I had heard from someone at the hostel that Edinburgh Castle was less like a castle and more like a museum. I soon learned what he meant. The buildings within the castle grounds house active military barracks and offices, the Scottish National War Museum, the Scottish National War Memorial, the Scottish Crown Jewels, and much more. Except for one set of apartments where Mary Queen of Scotts once lived, none of it felt particularly castle-like. But I guess when you consider much of it had been destroyed over the years of fighting and it has been used as many things other than a residence for royalty, such as a jail for POWs in the 1700s and a military base, you can understand why it wouldn’t be very “castle-like.”
After wandering around the glass cases and scene recreations in the museums and grabbing a quick bite to eat, I took one last look at Edinburgh from above and left. I lingered in the nearby Prince’s Gardens until I heard the One ‘O Clock Gun (the gun they shoot every day at the castle to help ships set their clocks) before moving on to the Scottish National Gallery.

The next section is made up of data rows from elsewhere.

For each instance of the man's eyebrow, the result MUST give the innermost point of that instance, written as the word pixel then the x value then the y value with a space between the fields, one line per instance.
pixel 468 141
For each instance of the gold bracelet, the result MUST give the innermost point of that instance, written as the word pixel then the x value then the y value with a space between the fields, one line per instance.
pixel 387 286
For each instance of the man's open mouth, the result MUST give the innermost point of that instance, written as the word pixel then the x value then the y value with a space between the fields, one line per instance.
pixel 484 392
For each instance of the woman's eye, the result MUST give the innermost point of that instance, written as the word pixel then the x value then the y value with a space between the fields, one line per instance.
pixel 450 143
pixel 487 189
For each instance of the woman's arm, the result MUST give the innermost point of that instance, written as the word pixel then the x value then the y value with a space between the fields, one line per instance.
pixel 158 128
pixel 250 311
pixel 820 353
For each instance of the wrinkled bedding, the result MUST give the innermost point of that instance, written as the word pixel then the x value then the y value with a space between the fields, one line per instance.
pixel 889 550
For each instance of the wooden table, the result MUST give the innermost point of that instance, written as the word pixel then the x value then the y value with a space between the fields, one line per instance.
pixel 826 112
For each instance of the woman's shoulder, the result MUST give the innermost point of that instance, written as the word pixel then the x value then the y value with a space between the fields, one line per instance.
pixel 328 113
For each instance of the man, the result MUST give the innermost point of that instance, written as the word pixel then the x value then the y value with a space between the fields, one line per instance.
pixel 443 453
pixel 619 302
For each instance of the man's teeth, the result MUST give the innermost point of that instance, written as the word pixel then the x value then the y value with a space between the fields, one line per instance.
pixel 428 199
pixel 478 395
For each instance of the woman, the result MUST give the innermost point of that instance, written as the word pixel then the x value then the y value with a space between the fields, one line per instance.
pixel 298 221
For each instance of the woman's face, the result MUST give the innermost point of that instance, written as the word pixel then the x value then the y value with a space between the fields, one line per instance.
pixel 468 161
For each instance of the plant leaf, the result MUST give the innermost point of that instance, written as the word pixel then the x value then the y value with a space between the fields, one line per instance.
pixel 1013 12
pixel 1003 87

My headache had come back, so I wasn’t in the best of moods. Normally, the quiet grace of an art museum would help. This one didn’t. First of all, I couldn’t find the entrance. Their main one was closed and there weren’t any signs to the other ones. Once I found a way in, I had to wait in line as they thoroughly searched everyone’s bags. When I eventually made it to the main galleries, I encountered an expansive space with crimson walls and carpeted floors and no windows. It was amazing how different it felt from most art museums. The carpets soaked up the sounds of footsteps, the lights glared, and the heating/fan buzzed obnoxiously. I couldn’t calm down. I couldn’t concentrate. There was an impressively compact yet comprehensive collection of art on the walls but I couldn’t appreciate it. The buzzing and lack of any other noise or natural light seemed to devalued everything and distracted me to no end. Save a wonderful exhibit on Sir David Young Cameron, the other floors were no different, if not worse. There was no grandeur, no lightness. It all seemed heavy and cheap and contrived.
As it had started to rain and the wind was still trying to tear things apart, I took refuge for a while in the gallery’s lobby next to the gift shop, gazing at their children book illustrations exhibit. It had been placed off to the side and no one seemed to notice it, but it was the best designed exhibit in the building (of course I can’t talk about the paid exhibit).
My headache had waned even if the weather hadn’t, so I went out and braved the wind and water, making my way around to do some last minute gift shopping. Then, after picking up my luggage, I made my way back through the Christmas market and onto my train to London.